À l’inverse, plusieurs élus de gauche, dont l’écologiste Benjamin Lucas et Mathilde Panot, ont réaffirmé leur soutien à Raphaël Arnault, estimant qu’il a "toute sa place" à l’Assemblée nationale. 

M. Arnault n'a pas été condamné en quoi que ce soit, ce qui n'est pas le cas d'un certain nombre de gens qui siègent sur les bancs du Rassemblement National

Benjamin Lucas

"Il est légitime à siéger. Je rappelle que M. Arnault n'a pas été condamné en quoi que ce soit, ce qui n'est pas le cas d'un certain nombre de gens qui siègent sur les bancs du Rassemblement National, qui ont une panoplie de condamnations honteuses et indignes, et qui siègent ici sans émouvoir grand monde", ajoute Benjamin Lucas. 

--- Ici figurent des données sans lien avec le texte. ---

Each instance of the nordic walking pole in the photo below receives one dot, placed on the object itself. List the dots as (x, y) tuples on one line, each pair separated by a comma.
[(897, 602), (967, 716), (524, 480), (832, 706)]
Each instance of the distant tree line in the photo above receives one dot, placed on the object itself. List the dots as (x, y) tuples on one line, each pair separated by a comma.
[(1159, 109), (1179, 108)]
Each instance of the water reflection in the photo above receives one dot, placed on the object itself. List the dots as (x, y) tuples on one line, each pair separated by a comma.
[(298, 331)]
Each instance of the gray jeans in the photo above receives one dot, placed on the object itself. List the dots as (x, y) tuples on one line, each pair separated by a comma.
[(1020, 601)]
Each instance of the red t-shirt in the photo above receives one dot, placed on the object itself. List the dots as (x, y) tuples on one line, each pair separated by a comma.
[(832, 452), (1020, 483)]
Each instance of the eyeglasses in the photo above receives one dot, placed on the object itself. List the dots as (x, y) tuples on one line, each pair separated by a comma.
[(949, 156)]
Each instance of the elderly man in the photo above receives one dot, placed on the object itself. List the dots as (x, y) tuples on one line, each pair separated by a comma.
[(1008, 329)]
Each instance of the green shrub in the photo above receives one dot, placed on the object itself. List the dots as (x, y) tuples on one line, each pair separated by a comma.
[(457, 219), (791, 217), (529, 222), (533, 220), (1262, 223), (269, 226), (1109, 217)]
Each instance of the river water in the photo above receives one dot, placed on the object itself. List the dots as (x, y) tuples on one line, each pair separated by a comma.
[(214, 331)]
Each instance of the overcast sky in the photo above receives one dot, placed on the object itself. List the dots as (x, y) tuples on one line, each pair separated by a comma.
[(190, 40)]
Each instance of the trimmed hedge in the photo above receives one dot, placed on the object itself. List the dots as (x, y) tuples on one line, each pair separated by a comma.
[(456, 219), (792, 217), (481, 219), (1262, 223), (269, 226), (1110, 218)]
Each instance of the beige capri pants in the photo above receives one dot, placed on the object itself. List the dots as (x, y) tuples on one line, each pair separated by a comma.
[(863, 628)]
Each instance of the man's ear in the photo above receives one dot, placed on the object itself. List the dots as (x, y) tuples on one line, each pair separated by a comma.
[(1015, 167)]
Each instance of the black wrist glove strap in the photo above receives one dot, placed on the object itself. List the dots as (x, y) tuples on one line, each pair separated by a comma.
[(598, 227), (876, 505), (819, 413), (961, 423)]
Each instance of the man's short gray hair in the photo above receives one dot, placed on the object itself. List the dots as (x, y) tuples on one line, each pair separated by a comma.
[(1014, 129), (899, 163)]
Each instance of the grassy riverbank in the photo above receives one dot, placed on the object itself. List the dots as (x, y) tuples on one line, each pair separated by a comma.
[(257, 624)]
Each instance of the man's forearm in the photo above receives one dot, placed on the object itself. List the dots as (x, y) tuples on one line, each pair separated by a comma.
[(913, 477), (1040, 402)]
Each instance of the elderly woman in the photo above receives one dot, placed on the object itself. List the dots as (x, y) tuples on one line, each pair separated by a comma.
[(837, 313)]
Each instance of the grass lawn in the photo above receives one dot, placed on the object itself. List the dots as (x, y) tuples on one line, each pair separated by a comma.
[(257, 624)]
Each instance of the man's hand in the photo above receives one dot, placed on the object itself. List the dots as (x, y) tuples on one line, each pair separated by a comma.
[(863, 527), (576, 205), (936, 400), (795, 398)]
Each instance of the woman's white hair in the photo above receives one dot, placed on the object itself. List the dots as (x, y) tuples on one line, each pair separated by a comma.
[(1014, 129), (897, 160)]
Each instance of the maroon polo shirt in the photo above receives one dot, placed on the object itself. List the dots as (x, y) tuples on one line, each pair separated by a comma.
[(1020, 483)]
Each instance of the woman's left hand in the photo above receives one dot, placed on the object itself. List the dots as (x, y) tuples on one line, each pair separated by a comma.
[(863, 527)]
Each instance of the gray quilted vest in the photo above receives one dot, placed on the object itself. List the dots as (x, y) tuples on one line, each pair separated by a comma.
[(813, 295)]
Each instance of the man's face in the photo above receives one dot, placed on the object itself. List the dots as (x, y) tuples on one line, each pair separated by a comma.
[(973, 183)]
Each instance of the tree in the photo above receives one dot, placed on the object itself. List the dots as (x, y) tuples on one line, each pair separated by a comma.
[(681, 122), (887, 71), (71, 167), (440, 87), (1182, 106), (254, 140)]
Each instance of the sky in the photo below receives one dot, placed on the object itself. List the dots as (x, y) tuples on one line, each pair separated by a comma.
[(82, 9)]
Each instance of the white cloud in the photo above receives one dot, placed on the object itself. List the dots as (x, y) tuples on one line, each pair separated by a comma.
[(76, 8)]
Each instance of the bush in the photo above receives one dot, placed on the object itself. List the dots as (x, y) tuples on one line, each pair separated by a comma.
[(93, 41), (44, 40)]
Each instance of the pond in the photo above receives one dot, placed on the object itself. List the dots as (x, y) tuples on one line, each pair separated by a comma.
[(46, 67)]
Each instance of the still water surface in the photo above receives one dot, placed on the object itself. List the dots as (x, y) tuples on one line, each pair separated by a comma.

Même tonalité du côté de Jean-Luc Mélenchon, qui a tenu sur X a salué son retour. "Malgré les menaces de morts, malgré le harcèlement qu'il subit, Raphaël va assumer le mandat de député qu'il a reçu des électeurs, pour être au service des causes du peuple. Son courage honore les Insoumis", a-t-il écrit.